Farmaci Redazione DottNet | 18/03/2015 15:45

Cresce ancora il mercato degli integratori alimentari: l’80% degli italiani dichiara di averne consumato almeno uno nell’ultimo anno (erano il 75% nel 2012), per ragioni legate alla «cura» (40%) o alla prevenzione (39%), soprattutto tra gli over 65 e le donne, oppure per «tonificare e rinforzare» (38%).

I dati arrivano da un'indagine Gfk Eurisko per Federsalus, l’associazione che rappresenta le aziende di prodotti salutistici. La ricerca ricolloca le donne in cima alla classifica dei consumatori di integratori: sono il 58%, anche se il numero degli uomini che ne fanno uso cresce di anno in anno. I giovani invece rappresentano il 20% degli utilizzatori, per motivazioni legate al miglioramento delle performance fisiche e cognitive o delle difese immunitarie.

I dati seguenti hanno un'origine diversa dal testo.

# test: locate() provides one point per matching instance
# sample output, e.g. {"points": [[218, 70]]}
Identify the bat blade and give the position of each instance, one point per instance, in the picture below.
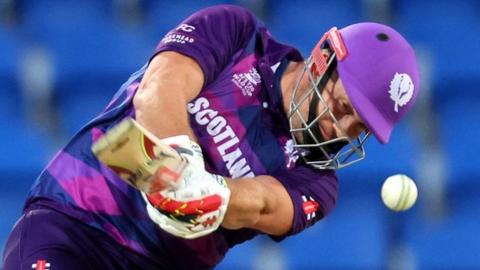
{"points": [[136, 155]]}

Il medico e la farmacia, seppure con ruoli diversi, si confermano gli interlocutori di riferimento per il consumatore, che si rivolge a loro in 2 casi su 3 per un consiglio. Sempre secondo la ricerca, il 52% dei medici di medicina generale e il 33% dei medici specialisti consiglia abitualmente gli integratori alimentari. Al farmacista, invece, gli italiani che acquistano questi prodotti si rivolgono più facilmente per disturbi da raffreddamento (38%), problemi di capelli (32%) o sonno (30%), oppure per recuperare tono ed energia (28%) o assumere vitamine e sali minerali (25%).

I medici di medicina generale, invece, tendono a consigliare gli integratori soprattutto per risolvere disturbi di origine gastrointestinale (intestinali 38%, gastrici 49%), cardiovascolare (colesterolo e dislipidemie 57%) e osteoarticolare (47%), mentre lo specialista li consiglia soprattutto per problemi agli occhi (45%), all'apparato uro-genitale (35%) o disturbi femminili (25%). «Sempre più attenti alla salute» spiega Isabella Cecchini, ricercatrice di Gfk Eurisko «gli italiani trovano negli integratori alimentari un importante aiuto per la prevenzione e il benessere. Tanto che ormai anche il medico, generalista e specialista, riconosce in questi prodotti un razionale scientifico che ne giustifica l'utilizzo in diverse aree».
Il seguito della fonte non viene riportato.